About
I am a a postdoctoral Computing Innovation Fellow at Columbia University, working with George Hripcsak in the Department of Biomedical Informatics.
As of May 2010, I completed my PhD in Computer Science at NYU, where I was advised by Bud Mishra, and a member of the Bioinformatics Group. Before that I was an undergraduate at NYU in Computer Science and Physics.
My broad research interests are causality, bioinformatics, logic and reasoning. At the core of all of these though is a fascination with time and temporal data. My current work combines these areas, uniting temporal logic and tools from computer science with philosophical theories of causality to solve biomedical problems. While I have previously applied these methods to stock return time series as well as to political speeches and popularity ratings, I currently work on inference using electronic heath record data (in collaboration with Columbia University Medical Center and Geisinger Health System). These longitudinal records allow insight into the health of large populations across their lifespan and could allow us to find not just whether a disease like lung cancer is caused by smoking, but exactly how long it will take to develop.
Research overview
When we make causal inferences -- whether these are in finance, politics, or bioinformatics -- we generally aim to use the resulting relationships to predict future behavior or guide interventions that will produce (or prevent) particular outcomes. However, to trade stocks based on causal relationships we need to know when to take a position in the market; to engineer speeches we need to know what combination of phrases will sway voters; and to develop pharmaceuticals we need to understand the complex sets of factors influencing a disease as well as their temporal progression. In all of these cases, we must account for the complex and temporal nature of the causal relationships. We also need to know that our inferences are truly causal, since manipulation of a factor that is only correlated with an effect will not influence it. Finally, while we often want to infer general relationships such as that between smoking and lung cancer, we also aim to explain events that have already occurred, such as determining whether a particular patient's symptoms are due to lung cancer and if that cancer was caused by smoking.
To address these problems, I have developed a new approach to 1) identifying complex temporal causal relationships from observational time series data 2) finding causes of particular events. The approach centers on representation of causal relationships using probabilistic temporal logic formulas.

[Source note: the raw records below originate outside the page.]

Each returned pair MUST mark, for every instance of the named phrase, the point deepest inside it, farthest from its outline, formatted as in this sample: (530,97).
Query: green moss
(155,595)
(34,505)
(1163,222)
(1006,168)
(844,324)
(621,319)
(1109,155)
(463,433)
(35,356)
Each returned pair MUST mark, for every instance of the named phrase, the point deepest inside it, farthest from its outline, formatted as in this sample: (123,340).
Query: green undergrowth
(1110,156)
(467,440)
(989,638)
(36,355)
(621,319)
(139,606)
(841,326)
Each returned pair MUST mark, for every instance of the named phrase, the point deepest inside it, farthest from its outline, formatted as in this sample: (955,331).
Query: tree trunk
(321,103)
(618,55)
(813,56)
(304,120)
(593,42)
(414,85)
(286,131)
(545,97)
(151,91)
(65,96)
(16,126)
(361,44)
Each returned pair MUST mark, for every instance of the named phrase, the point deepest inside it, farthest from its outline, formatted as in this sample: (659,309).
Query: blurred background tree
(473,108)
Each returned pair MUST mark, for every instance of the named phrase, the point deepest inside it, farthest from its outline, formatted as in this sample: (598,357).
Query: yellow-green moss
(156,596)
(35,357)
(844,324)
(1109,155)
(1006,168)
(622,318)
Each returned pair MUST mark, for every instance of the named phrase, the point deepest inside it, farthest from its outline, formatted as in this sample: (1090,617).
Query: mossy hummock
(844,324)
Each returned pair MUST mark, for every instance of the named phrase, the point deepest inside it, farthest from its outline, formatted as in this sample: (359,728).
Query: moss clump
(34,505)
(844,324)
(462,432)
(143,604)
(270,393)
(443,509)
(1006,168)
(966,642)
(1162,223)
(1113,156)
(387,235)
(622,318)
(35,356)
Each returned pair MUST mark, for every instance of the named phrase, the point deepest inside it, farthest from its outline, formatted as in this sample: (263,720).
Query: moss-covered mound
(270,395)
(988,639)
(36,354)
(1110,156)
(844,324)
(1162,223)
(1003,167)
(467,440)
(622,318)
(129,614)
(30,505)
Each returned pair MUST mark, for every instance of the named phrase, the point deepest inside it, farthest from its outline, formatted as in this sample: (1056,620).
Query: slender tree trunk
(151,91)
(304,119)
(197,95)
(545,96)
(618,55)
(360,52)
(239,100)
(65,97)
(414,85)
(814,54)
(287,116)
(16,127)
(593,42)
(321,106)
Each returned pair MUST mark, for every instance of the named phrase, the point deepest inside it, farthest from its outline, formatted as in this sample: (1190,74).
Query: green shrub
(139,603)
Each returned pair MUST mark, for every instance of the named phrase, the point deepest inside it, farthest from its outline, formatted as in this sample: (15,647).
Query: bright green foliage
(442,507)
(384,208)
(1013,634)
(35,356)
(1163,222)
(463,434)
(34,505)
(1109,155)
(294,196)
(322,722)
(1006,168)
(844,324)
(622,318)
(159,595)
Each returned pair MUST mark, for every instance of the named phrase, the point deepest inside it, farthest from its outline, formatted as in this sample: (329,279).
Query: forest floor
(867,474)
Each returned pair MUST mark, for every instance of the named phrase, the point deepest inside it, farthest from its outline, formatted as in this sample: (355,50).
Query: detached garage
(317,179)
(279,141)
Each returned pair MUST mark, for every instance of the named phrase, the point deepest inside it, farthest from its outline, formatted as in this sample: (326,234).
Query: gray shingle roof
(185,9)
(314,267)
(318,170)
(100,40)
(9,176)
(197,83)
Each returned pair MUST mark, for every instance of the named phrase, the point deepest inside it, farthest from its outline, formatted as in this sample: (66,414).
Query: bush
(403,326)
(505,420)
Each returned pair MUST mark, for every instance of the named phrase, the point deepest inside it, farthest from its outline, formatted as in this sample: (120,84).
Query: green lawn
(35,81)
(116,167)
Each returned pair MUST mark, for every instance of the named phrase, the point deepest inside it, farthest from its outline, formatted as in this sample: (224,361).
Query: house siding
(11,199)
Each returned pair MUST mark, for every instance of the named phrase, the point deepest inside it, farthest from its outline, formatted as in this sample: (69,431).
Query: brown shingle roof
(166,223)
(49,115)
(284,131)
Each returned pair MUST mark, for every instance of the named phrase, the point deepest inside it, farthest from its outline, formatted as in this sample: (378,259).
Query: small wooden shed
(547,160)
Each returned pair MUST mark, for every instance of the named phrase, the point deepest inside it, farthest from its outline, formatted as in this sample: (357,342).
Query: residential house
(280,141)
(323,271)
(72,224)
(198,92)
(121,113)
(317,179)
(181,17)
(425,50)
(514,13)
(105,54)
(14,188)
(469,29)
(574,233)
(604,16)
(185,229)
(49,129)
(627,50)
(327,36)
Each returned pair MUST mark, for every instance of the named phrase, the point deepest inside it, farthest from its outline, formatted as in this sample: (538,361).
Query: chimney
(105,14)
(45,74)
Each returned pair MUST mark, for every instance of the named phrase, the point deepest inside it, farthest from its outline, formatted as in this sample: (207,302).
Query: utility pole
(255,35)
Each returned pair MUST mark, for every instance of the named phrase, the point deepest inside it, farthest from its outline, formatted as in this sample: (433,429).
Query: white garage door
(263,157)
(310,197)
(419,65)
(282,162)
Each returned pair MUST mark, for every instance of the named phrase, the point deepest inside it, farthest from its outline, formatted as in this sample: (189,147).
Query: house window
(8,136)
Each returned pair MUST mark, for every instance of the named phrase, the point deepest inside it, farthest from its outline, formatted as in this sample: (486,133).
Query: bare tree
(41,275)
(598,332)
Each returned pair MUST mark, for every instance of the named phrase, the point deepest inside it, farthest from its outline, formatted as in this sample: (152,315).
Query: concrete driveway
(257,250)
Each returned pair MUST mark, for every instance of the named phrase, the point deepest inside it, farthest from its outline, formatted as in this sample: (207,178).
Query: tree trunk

At the type level, this allows explicit description of the time between cause and effect and automated testing of arbitrarily complex relationships using methods I developed for testing formulas directly in traces (without first inferring a model). After computing the average impact of a cause on its effect, we can use techniques for false discovery control to help determine which of the inferred causes are significant. At the token level, I have recently shown that we may use the significance of the general (type-level) relationships to reason about and assess the significance of potential token causes in a way that allows for incomplete information.
622 W 168th st, VC-5
New York, NY 10032
212.305.4510
samantha@dbmi.columbia.edu
News
- My book Causality, Probability, and Time is now under contract with Cambridge University Press.
- I will be presenting Automated Temporal Causal Inference from EHR Data at the AMIA Translational Summit in San Francisco.
- Our paper reviewing causal inference in biomedical informatics was just published in JBI (Journal of Biomedical Informatics) and is available online.
- My CI fellowship was renewed for a second year.
- I will be presenting Temporal Token Causal Explanation at the Causality and Explanation in the Sciences conference in Ghent.
- My paper A Logic for Causal Inference in Time Series with Discrete and Continuous Variables will be presented as both a talk and a poster at IJCAI 2011 in Barcelona.
- We (Columbia & Geisinger) have received an NLM Computational Thinking contract for work on inference that will link structured and unstructured (text) EHR data, and apply these methods to CHF and CKD data.
- I have been awarded an NSF/CRA Computing Innovation (CIFellow) Fellowship. I will be working with George Hripcsak at Columbia University.